Participation in Web3: Collect (NFTs), Permit (NFTs), Play (Gaming), Participate (Governance), etc. Participation in Web3 today is largely done through non-custodial wallets. The challenge with non-custodial approaches is that they expose the user to the risks that come along with self-custody. Solving for custodial access executed through a regulated platform will not be easy, but would go a long way in opening up CTPs to use cases that go well beyond simply buying and selling assets.

In addition to expanding the pie, each of these avenues provide paths toward more continuous engagement, rather than the boom-and-bust-driven cycles that are tied to the transactional nature of online brokerage.
For today’s CTPs that do not currently offer equities trading, adding traditional stocks and bonds to the platform provides another avenue of expansion. However, since this market is already well-served and saturated, it does not contribute [as much] to cultivation and building the market.
Collaborative Efforts: Altering Macroenvironmental Conditions
The beautiful thing about the cultivation phase is that competition is not as intense as in later stages of industry development. Everyone has the same goal of expanding the industry, rather than fighting over each others’ existing customers.
The opportunity to develop the market can be approached through individual actions that sum collectively, or it can be approached collaboratively through various industry initiatives. The Canadian Web3 Council is a good example where resources can be pooled in order to advocate for responsible public policy and regulation in the space.
Outside of presenting a united front to working with regulators and lawmakers, most macroenvironmental opportunities for cultivation can be approached through a collaborative lens. Supporting organizational efforts to encourage financial inclusion, build gender parity in participation, or expose new generations to cryptoassets are all on the table.

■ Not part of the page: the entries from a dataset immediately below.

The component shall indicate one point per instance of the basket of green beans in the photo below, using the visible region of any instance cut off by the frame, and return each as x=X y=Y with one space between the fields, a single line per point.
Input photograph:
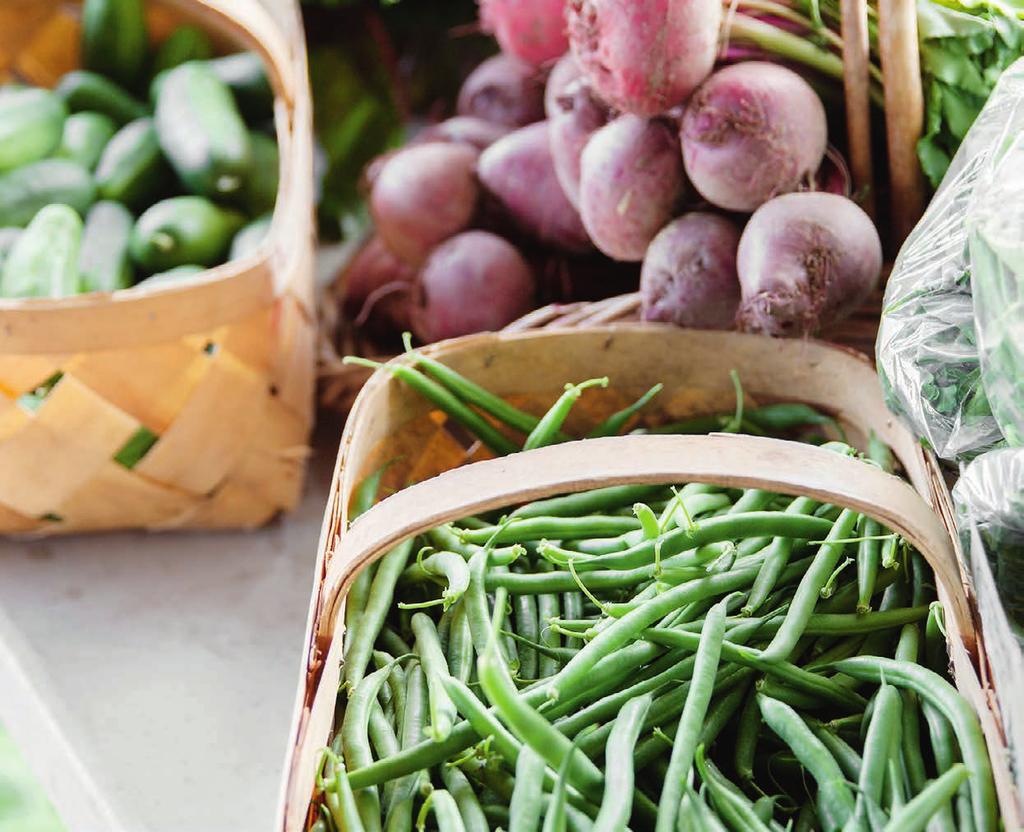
x=616 y=623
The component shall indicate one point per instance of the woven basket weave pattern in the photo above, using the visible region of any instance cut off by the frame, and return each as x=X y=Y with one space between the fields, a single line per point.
x=219 y=370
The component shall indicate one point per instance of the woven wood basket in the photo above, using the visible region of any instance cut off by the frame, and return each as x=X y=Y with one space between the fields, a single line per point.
x=219 y=367
x=903 y=186
x=390 y=422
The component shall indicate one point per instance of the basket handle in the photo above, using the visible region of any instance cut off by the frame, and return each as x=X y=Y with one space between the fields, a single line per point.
x=730 y=460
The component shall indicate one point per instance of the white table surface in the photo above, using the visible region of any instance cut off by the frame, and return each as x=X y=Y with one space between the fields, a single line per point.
x=150 y=679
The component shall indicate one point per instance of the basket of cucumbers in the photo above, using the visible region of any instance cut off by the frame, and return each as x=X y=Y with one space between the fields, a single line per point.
x=156 y=264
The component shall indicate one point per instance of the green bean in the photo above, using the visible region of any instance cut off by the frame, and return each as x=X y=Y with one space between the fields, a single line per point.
x=525 y=529
x=914 y=816
x=460 y=648
x=932 y=688
x=551 y=423
x=465 y=798
x=836 y=802
x=736 y=810
x=442 y=710
x=355 y=741
x=446 y=402
x=339 y=796
x=788 y=673
x=448 y=566
x=697 y=699
x=473 y=393
x=445 y=813
x=619 y=779
x=529 y=725
x=588 y=502
x=802 y=607
x=547 y=609
x=616 y=421
x=712 y=530
x=525 y=806
x=379 y=602
x=883 y=731
x=524 y=618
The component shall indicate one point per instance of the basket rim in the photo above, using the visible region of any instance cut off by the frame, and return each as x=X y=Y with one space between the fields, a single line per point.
x=228 y=291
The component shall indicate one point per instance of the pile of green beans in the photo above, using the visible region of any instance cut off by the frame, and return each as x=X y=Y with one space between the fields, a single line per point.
x=683 y=657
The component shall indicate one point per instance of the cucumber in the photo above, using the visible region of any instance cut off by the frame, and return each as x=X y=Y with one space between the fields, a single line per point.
x=82 y=89
x=178 y=273
x=8 y=237
x=31 y=126
x=132 y=169
x=185 y=43
x=246 y=77
x=260 y=191
x=248 y=240
x=28 y=190
x=201 y=131
x=103 y=261
x=44 y=260
x=114 y=39
x=85 y=135
x=183 y=231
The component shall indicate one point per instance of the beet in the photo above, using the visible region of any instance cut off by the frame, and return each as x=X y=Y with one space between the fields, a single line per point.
x=644 y=56
x=422 y=195
x=475 y=282
x=689 y=274
x=503 y=90
x=753 y=131
x=631 y=179
x=519 y=173
x=806 y=260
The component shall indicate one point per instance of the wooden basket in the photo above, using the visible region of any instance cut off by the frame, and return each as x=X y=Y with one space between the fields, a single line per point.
x=219 y=366
x=389 y=422
x=904 y=185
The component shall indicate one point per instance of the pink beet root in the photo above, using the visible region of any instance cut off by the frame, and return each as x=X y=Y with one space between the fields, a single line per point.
x=576 y=116
x=503 y=90
x=519 y=172
x=689 y=274
x=464 y=130
x=475 y=282
x=631 y=178
x=752 y=131
x=531 y=30
x=644 y=56
x=805 y=260
x=378 y=289
x=423 y=195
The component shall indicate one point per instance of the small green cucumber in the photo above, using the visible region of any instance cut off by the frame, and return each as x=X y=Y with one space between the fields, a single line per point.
x=183 y=231
x=246 y=77
x=184 y=43
x=132 y=169
x=260 y=191
x=103 y=261
x=8 y=237
x=249 y=239
x=31 y=126
x=178 y=273
x=26 y=191
x=44 y=260
x=82 y=89
x=201 y=131
x=115 y=42
x=85 y=135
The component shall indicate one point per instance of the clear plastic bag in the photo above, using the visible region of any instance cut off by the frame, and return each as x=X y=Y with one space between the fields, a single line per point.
x=996 y=244
x=927 y=349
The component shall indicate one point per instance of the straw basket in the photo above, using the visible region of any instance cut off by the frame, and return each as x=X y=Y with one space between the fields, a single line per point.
x=389 y=422
x=219 y=367
x=896 y=200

In addition, there are certain industry best practices that can be shared to avoid duplication of effort in order to move the industry forward. For example, there are a number of different unique cybersecurity and fraud risks that are present for anyone participating in the crypto ecosystem. Given that security breaches and frauds will damage the reputation of the industry as a whole, the extent to which best practices can be developed and propagated to all will go a long way toward cultivating a larger market.
Summing up
This is only one person’s opinion on the path the industry will follow in the years ahead. Crypto is currently at the start of the competitive dynamic cycle and is about to go through the cultivation stage in Canada. Firms will continue to engage with regulators, encourage broader demographic participation, collectively contribute marketing dollars to build the collective crypto brand, add additional crypto products to expand engagement beyond buying/selling/investing and promote a collaborative approach to market development through a variety of different avenues.
That said, as the Planting and Farming stages approach in the distance, lessons from the online brokerage industry’s past should be kept in mind. It is inevitable that the crypto market will go through a similar cycle where competition with the Big Six banks, finding a long-term sustainable revenue model, and identifying ways to differentiate beyond the trading platform are all bridges that will have to be crossed.
Until then, it is time to cultivate!